26/01/2011
Humphrey Bogart in un'immagine tratta dalla mostra di Borsalino "Il cappello nel cinema".
Cappotti ben disegnati e ampi trench, completi grigi dalla giacca spesso doppiopetto e con i pantaloni smilzi e piuttosto corti. E per il tempo libero, caban blu stile yachting, giacconi all’inglese effetto caccia e tre quarti in lane preziose. Ma anche giubbini di pelle nera da duro o caldissimi in montone rovesciato.
In tempo di crisi, l’uomo dimentica i capricci della moda e sceglie con cura capi di un guardaroba dall’eleganza senza tempo. Questo è il messaggio giunto in questi giorni da Pitti Immagine di Firenze e da Milano Moda, dove sono state presentate le collezioni maschili dell’autunno-inverno 2011-2012.
I grandi ispiratori sembrano essere i grandi miti del cinema.

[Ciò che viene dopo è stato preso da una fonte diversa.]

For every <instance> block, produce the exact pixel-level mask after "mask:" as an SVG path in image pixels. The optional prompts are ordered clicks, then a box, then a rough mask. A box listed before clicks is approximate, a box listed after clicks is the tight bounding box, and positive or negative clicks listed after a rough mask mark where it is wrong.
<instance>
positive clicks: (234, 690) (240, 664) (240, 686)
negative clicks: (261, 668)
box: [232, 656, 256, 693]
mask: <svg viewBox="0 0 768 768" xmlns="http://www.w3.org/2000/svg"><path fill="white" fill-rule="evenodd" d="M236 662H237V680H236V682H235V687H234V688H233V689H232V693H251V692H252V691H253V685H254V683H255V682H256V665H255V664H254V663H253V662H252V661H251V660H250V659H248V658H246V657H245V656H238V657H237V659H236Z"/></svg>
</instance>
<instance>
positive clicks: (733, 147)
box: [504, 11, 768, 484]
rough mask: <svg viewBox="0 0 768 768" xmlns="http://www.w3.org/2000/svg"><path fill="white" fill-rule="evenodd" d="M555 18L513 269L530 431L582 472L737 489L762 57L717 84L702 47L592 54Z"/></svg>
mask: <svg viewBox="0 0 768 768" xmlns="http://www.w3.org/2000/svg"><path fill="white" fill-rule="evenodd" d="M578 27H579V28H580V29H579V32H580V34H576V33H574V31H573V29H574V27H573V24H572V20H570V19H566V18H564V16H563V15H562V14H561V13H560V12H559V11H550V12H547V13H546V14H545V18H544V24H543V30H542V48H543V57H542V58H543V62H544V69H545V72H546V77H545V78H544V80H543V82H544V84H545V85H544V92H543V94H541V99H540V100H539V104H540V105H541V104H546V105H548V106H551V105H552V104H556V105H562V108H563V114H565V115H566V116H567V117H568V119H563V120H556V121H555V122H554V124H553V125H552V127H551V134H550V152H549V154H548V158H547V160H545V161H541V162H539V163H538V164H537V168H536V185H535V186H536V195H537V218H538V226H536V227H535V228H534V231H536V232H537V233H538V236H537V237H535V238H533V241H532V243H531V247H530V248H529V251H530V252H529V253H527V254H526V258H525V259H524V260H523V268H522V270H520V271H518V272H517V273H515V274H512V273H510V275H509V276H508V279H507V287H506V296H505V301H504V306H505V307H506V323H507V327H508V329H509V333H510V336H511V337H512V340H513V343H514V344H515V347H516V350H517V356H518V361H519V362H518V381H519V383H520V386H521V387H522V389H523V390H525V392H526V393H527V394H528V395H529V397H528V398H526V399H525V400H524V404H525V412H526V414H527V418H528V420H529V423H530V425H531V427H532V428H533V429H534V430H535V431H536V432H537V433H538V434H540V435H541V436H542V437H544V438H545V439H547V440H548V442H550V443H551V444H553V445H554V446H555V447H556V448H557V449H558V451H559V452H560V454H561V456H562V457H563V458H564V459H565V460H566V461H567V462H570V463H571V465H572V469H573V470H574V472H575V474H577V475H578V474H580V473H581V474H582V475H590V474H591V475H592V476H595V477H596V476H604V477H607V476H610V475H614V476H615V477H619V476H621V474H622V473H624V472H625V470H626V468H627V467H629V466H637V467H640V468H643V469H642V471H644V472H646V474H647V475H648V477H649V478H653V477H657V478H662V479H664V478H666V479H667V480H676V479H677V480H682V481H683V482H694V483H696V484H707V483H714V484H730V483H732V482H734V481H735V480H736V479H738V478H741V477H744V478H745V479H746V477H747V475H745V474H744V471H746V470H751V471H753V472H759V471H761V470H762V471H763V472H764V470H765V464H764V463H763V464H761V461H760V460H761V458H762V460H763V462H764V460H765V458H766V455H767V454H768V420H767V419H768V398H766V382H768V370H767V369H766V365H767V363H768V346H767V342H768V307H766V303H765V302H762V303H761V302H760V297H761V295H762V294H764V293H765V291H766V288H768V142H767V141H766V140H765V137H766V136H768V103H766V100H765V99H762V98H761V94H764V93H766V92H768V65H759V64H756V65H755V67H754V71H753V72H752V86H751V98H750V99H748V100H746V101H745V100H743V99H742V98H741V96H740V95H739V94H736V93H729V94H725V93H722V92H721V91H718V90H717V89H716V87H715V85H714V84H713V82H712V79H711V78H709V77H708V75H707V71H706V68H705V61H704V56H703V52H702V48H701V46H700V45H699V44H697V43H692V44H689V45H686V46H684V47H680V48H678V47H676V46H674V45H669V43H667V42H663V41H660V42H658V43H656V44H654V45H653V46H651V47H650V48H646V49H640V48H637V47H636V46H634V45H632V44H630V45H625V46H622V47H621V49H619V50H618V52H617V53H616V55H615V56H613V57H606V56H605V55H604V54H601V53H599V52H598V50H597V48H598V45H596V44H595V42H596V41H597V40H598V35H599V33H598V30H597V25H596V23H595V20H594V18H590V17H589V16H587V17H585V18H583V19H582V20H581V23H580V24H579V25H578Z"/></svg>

Dallo stile motociclista alla Marlon Brando de Il selvaggio o allo Steve Mc Queen de La grande fuga, per arrivare fino alla fine degli anni Sessanta, con il Peter Fonda di Easy Rider.
Ma gli stilisti sembrano pensare soprattutto all’eleganza classica di Clark Gable, Cary Grant, Humphrey Bogart, nel disegnare lo stile di uomini che non escono mai senza giacca e cravatta e neppure senza il cappello, da togliere con gesto galante e hollywoodiano davanti a una signora o quando si entra al bar.
Gesto ritrovato anche nella mostra allestita da Borsalino alla Triennale di Milano Il cappello nel cinema, carrellata multimediale di film e di star, che vede protagonista questo accessorio. Tra i dettagli ritrovati, anche le bretelle, portate con ostentazione in stile Spaghetti Western, oppure non esibite, come elegante sostituto della più banale cintura. Anche lui, poi, riscopre, i guanti, da galantuomo stile Ottocento o come i lavoratori operai dei primi del Novecento. Infine la borsa, da accessorio quasi esclusivamente riservato a lei, diventa pezzo insostituibile per riporre notebook, I-phone, I-pad e quotidiani. Fine del troppo piccolo borsello, dunque, e largo alle più ampie tracolle da postino, ribattezzate dagli esperti modaioli con il nome inglese messenger.